Before launching its program in 2007, the MGH Institute worked with SimpsonScarborough. The institute’s primary goal was to discern how best to market a program like the DNP. That meant learning about the types of students who would be interested in the first place, and getting a sense of how much they already knew about the DNP degree.
In surveying prospective students, the institute learned that most – 70 percent – were aware of the 2015 goal set by the American Association of Colleges of Nursing. Marketers also learned that, of those interested in the program, salary improvement ranked fourth among the motivating factors. The top reason for entering such a program, respondents said, was to enhance personal knowledge.

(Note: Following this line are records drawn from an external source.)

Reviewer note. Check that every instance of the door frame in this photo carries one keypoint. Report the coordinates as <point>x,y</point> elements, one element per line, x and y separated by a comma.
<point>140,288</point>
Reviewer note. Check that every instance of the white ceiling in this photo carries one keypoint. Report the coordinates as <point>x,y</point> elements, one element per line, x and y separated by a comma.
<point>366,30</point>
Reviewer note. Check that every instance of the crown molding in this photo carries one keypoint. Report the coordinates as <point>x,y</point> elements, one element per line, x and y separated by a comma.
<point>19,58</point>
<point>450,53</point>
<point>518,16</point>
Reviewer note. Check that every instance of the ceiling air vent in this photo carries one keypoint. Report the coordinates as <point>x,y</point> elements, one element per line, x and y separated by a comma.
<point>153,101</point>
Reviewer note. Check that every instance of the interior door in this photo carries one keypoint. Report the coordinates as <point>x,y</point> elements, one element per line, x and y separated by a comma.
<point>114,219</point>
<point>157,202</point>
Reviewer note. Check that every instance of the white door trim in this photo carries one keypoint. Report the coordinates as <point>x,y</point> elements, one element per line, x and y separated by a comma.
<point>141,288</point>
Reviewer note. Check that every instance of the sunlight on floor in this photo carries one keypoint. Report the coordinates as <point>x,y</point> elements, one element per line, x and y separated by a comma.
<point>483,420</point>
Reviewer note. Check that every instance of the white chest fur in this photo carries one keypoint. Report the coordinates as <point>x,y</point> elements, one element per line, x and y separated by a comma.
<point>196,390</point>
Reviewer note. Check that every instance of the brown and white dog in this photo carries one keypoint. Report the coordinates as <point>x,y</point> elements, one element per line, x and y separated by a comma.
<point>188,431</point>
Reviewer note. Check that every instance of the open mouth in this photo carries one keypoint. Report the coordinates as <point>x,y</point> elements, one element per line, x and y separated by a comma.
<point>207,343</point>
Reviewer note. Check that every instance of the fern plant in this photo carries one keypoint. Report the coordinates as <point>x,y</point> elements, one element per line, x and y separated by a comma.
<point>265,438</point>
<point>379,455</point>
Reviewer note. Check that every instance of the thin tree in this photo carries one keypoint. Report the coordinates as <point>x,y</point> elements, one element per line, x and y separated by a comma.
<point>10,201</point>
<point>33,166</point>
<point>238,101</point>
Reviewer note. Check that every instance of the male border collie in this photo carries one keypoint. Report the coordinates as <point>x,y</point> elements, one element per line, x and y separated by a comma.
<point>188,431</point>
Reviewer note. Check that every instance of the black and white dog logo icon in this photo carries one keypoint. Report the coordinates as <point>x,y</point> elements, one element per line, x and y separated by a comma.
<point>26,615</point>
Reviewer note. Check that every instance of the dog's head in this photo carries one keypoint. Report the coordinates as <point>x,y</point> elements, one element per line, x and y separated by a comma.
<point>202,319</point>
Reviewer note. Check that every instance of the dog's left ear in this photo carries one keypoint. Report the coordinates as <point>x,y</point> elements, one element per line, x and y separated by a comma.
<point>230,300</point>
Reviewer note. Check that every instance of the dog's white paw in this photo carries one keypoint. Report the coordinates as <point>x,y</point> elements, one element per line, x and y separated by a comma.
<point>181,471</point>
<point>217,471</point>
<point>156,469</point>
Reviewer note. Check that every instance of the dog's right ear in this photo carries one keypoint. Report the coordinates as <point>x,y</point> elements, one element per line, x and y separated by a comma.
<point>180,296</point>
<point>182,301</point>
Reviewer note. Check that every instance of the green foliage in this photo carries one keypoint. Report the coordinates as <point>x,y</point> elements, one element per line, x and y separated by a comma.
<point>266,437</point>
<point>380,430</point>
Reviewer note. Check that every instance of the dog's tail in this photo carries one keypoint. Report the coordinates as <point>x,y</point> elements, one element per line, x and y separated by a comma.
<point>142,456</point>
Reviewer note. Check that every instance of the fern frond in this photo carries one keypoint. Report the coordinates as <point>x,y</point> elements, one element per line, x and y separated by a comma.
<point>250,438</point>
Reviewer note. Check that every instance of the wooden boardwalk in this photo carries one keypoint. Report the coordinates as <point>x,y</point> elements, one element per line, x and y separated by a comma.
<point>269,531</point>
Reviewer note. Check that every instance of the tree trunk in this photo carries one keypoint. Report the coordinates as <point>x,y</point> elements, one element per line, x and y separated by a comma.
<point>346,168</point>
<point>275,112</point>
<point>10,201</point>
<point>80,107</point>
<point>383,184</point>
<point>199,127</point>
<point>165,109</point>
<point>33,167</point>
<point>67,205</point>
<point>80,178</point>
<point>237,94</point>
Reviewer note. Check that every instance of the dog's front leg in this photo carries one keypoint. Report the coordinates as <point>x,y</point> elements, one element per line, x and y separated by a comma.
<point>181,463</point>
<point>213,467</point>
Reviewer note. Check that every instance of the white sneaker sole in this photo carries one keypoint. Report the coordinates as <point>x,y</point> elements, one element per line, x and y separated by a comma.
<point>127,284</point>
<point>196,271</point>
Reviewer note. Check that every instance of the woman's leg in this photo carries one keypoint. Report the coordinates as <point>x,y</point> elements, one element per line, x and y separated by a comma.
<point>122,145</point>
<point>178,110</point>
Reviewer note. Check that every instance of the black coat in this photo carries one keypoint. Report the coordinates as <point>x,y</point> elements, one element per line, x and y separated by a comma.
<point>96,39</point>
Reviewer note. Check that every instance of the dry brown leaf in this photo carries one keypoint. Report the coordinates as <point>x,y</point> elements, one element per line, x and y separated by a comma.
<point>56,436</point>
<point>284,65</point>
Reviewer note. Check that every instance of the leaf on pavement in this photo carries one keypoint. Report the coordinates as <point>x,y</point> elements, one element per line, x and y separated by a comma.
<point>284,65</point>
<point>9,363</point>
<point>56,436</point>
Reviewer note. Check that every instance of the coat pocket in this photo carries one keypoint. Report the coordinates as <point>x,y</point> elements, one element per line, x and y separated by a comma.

The information culled from surveys helped the MGH Institute to tailor its advertising approach. Advertisements placed in nursing journals and, more recently, on LinkedIn, target nurses of the experience levels most likely to be interested, Hartley said. “For us [the research] was ultimately probably a little less about is this a viable program, though certainly if the research had come back and said this would be a complete disaster, we would have pulled back.”
Asking students about new programs can be tricky business, said Hesel, whose clients include major research institutions, liberal arts colleges and professional schools. "It's very difficult to go out and ask prospective students whether they would be interested in a program they've never heard about," he said. "Those kinds of answers are not very reliable."
When Art & Science does market research for new programs, the firm often looks to other institutions that have launched similar programs or consults the Bureau of Labor Statistics to see where demand for particular fields is likely to grow. There are still plenty of colleges that don't do this kind of homework, however.
"It happens all the time," Hesel said. "New programs are launched without any sense of whether there's going to be demand. It absolutely shocks me."